Außerdem wird die Auffassung vertreten, dass die DSGVO abschließende Regelungen enthält, und folglich das UWG als nationales Gesetz überhaupt keine Anwendung finden kann.

Einer der führenden deutschen Wettbewerbsrechtler, Professor Dr. Helmut Köhler, schreibt zu der Frage der Anwendbarkeit des UWG in seinem Standardkommentar zum UWG (Köhler/Bornkamm/Feddersen, 36. Aufl. 2018, § 3a Rn. 1.40a und 1.74b):

„Die ab dem 22.5.2018 geltende Datenschutz-Grundverordnung, VO (EU) 2016/679) enthält in den Art. 77 – 84 DSGVO (Kap. VIII Rechtsbehelfe, Haftung und Sanktionen) eine grds. abschließende Regelung (Ausnahme. Art. 80 II DSGVO). Verstöße gegen die DS-GVO können daher nicht nach § 3 a verfolgt werden. (§ 3 a UWG, Rn. 1.40 a)

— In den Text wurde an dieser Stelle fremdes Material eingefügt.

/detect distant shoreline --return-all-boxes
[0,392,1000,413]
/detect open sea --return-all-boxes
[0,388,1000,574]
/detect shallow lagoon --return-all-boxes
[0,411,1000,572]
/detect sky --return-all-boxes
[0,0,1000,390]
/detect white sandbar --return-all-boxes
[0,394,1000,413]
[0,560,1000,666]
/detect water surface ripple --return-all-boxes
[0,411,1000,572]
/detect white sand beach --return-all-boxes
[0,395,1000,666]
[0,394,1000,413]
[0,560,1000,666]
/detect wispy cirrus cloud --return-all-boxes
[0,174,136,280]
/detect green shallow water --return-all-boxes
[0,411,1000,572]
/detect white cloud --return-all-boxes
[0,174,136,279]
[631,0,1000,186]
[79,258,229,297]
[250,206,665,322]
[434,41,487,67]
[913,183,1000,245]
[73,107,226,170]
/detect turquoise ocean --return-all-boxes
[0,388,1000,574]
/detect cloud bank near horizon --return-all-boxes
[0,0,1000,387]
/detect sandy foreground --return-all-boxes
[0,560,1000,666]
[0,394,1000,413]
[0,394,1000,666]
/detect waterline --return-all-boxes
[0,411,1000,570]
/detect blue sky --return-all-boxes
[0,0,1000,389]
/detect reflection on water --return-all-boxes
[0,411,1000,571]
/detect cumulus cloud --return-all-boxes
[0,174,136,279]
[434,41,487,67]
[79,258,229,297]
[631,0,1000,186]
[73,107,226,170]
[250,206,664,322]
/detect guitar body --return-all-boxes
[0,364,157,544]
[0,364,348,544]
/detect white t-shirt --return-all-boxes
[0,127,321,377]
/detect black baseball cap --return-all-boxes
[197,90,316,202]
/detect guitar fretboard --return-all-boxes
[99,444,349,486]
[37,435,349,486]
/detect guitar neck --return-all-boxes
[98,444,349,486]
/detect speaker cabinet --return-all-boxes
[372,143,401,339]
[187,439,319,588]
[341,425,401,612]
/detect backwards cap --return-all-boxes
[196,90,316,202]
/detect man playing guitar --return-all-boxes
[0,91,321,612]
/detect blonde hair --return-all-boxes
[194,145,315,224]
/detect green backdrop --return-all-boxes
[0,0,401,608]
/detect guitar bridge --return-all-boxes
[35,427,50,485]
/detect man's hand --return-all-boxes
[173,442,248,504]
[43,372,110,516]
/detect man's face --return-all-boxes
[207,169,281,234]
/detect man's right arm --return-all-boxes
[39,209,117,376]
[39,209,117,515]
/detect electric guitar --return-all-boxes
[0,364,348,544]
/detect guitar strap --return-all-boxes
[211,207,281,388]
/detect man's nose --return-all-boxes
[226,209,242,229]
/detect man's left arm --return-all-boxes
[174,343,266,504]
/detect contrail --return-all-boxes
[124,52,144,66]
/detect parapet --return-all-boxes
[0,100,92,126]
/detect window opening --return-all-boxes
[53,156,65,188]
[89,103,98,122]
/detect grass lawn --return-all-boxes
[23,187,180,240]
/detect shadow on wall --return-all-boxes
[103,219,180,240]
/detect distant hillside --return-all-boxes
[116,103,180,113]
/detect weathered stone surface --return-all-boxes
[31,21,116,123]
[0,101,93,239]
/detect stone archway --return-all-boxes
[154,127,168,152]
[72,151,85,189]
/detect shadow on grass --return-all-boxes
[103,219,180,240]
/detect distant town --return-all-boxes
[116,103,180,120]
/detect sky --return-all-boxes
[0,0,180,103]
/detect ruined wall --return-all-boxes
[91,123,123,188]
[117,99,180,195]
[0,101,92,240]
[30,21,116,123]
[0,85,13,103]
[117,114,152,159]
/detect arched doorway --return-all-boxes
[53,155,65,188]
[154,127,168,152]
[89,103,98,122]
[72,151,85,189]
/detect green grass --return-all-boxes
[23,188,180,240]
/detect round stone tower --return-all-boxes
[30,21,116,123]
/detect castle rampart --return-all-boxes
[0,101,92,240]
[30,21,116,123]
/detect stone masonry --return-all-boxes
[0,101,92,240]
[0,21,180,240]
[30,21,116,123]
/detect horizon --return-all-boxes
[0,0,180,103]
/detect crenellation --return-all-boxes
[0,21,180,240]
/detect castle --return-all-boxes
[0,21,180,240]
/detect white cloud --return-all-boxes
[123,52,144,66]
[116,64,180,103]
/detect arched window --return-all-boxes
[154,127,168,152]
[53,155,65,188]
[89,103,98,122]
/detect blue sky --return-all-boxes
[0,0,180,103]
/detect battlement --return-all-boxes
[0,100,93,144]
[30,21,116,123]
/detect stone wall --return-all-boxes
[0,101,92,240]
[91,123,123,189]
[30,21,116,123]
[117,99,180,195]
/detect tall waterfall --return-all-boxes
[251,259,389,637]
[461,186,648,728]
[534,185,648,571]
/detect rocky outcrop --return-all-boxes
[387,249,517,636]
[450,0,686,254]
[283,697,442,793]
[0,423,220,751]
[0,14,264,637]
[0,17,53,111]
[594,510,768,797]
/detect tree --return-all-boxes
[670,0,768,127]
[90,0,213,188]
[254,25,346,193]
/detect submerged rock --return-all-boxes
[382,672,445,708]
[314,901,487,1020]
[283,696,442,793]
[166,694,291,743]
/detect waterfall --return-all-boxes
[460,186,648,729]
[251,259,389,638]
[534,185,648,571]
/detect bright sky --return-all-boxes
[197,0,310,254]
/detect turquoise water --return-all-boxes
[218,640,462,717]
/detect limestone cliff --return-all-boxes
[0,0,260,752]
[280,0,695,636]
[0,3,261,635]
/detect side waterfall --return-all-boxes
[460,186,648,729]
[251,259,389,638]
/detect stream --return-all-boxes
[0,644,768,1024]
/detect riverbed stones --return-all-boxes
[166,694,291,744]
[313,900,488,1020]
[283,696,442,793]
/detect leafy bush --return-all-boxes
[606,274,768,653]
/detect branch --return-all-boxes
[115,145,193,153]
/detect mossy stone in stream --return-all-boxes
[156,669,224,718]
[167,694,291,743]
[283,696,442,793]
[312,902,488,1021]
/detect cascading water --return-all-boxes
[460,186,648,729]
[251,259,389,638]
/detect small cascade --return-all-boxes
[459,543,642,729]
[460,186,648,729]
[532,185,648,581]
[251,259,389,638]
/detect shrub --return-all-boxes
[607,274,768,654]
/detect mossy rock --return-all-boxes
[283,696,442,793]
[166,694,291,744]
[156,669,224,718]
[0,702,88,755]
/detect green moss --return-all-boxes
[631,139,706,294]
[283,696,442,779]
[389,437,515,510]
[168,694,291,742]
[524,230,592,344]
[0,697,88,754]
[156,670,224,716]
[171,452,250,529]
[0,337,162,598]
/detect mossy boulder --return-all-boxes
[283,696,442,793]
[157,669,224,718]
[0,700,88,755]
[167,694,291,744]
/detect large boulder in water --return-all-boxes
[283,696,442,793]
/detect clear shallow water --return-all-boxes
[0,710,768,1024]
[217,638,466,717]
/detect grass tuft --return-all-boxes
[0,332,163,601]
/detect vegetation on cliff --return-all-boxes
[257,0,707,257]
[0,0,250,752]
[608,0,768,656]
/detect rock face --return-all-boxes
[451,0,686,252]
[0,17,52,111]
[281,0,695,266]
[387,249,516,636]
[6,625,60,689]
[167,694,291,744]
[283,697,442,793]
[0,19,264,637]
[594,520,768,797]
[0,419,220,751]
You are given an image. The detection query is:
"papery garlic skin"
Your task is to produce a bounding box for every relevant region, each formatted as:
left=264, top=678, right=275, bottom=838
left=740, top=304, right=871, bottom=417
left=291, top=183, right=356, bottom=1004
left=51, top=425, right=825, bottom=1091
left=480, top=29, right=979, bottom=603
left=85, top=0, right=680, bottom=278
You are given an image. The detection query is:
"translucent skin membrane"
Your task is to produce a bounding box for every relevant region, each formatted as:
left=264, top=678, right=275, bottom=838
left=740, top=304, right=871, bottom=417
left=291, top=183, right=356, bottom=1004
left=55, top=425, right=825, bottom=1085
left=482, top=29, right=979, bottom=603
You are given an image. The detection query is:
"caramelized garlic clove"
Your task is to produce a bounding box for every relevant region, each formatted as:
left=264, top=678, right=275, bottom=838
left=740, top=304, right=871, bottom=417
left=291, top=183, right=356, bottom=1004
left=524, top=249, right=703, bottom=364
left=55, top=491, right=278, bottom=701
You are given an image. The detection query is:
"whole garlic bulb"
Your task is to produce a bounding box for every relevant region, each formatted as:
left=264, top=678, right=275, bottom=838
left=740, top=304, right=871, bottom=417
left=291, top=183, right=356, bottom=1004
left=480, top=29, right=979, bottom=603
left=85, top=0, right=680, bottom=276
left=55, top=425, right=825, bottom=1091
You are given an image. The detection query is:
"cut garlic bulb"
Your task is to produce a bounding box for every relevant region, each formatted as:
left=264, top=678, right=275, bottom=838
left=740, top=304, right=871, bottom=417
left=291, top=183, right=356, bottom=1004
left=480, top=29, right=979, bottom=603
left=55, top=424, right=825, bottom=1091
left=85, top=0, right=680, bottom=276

Selbst wenn man das UWG für anwendbar hält, ist für einen wettbewerbsrechtlichen Anspruch Voraussetzung, dass die DSGVO zumindest auch die Interessen von Wettbewerbern als Marktteilnehmer schützen soll. Das ist äußerst umstritten.

Denn die DSGVO benennt oder definiert kein konkretes Schutzgut. Nach Art 1 Abs. 2 DSGVO schützt sie „die Grundrechte und Grundfreiheiten natürlicher Personen und insbesondere deren Recht auf Schutz personenbezogener Daten“. Auch ein Blick in die Erwägungsgründe ist nicht weiter erhellend. Dort findet man nur die Aussage, dass die Grundsätze und Vorschriften „zum Schutz natürlicher Personen bei der Verarbeitung ihrer personenbezogenen Daten“ gewährleisten sollen, dass die „Grundrechte und Grundfreiheiten und insbesondere ihr Recht auf Schutz personenbezogener Daten ungeachtet ihrer Staatsangehörigkeit oder ihres Aufenthaltsorts gewahrt bleiben“ (Erwägungsgrund 2 Satz 1 zur DSGVO).

Weite Teile von Rechtsprechung und Literatur gehen derzeit davon aus, dass sich die Frage, ob ein Verstoß gegen die DSGVO auch eine Wettbewerbsverstoß darstellt, daran bemisst, welchen Zweck die konkrete datenschutzrechtliche Vorschrift verfolgt und ob die betreffende Vorschrift im Einzelfall die Voraussetzungen einer Marktverhaltensregelung erfüllt.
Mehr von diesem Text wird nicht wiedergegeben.